The clinic was opened at 8:00 AM, which was when we had the highest amount of traffic, and after more than 8 hours, were served approximately 164 women, children and a few men too. Occasionally, men came with their wives and went in to see a doctor, as well as elderly men. Many who came in were locals to the area. We did have some, however, that mentioned they traveled quite a distance when they heard about the camp. It wasn’t surprising to see indigenous people in Chiapas, but what was surprising was realizing how many still spoke the native language of Tzotzil, some of which did not know Spanish. We learned about the diversity of the population that we served, serving Catholics, Christians and surprisingly, we learned was that in San Cristobal there are also four Muslim communities, too. It was heartwarming to see our diverse team serving a diverse population with only love and equality. It reminds us again, that we are all on the same, only that some of us were privileged by birth and not entitled to more basic rights than any other human.
After a successful Day 1, we are looking forward to what the rest of the week has in store!

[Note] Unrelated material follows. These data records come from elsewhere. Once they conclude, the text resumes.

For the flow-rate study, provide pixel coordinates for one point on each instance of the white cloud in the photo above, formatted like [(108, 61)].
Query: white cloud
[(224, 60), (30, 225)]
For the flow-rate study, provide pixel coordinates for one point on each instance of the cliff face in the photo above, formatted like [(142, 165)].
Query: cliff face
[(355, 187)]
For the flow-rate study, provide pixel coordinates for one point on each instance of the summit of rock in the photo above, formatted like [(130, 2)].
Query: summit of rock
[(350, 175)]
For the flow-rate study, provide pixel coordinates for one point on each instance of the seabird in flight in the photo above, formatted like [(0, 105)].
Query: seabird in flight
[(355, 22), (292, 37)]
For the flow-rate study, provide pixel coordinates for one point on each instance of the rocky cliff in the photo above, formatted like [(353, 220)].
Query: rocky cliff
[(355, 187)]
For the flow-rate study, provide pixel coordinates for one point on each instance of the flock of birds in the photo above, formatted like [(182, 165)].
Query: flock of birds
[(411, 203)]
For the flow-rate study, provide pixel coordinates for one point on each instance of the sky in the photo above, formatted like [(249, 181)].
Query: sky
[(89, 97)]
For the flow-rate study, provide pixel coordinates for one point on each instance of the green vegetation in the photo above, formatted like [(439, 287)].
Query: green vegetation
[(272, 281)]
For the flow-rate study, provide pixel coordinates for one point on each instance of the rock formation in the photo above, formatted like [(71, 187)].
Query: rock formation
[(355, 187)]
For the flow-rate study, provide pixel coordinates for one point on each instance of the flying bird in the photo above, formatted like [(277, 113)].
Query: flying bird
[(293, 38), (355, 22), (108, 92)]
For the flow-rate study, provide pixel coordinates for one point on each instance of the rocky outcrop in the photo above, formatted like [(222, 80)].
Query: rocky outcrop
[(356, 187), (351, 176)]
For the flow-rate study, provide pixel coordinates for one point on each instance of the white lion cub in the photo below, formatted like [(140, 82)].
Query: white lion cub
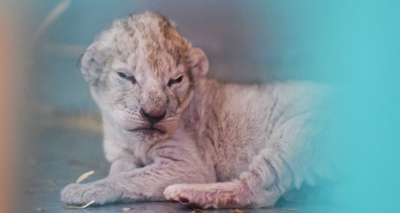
[(172, 134)]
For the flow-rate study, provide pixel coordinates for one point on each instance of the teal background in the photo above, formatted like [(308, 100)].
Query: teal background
[(352, 45)]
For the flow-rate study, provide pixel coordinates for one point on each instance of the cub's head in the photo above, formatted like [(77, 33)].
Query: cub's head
[(142, 73)]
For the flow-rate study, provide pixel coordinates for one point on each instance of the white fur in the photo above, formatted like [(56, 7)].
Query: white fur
[(224, 145)]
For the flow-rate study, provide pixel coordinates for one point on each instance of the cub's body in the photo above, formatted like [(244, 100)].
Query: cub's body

"Just like everyone else, I didn't know what we had in store for Day 1 at the clinic. However, to my delight, I started my shift at the children's activities station and although they may have stolen all my energy, they definitely stole my heart!"
- Leslie Carrizales, Student Team Member - Humanity First - Texas Chapter
Humanity First is registered in 43 countries across 6 continents, and has been working on human development projects and responding to disasters since 1994. These have included the earthquakes in Turkey, Pakistan, Japan and Iran, floods in Africa and Latin America, hurricanes (Katrina and Rita) , tornado's (Kansas) and wild fires (California) in the USA, Indonesia and Bangladesh, and conflicts in Eastern Europe.
Since its inception and IRS registration in 2004, Humanity First has been focused on spending most of the raised funds on direct program related expenses. As a result, more than 90% of its funds are in that expense category. This is achieved through dedicated volunteers in its management, and program operation teams.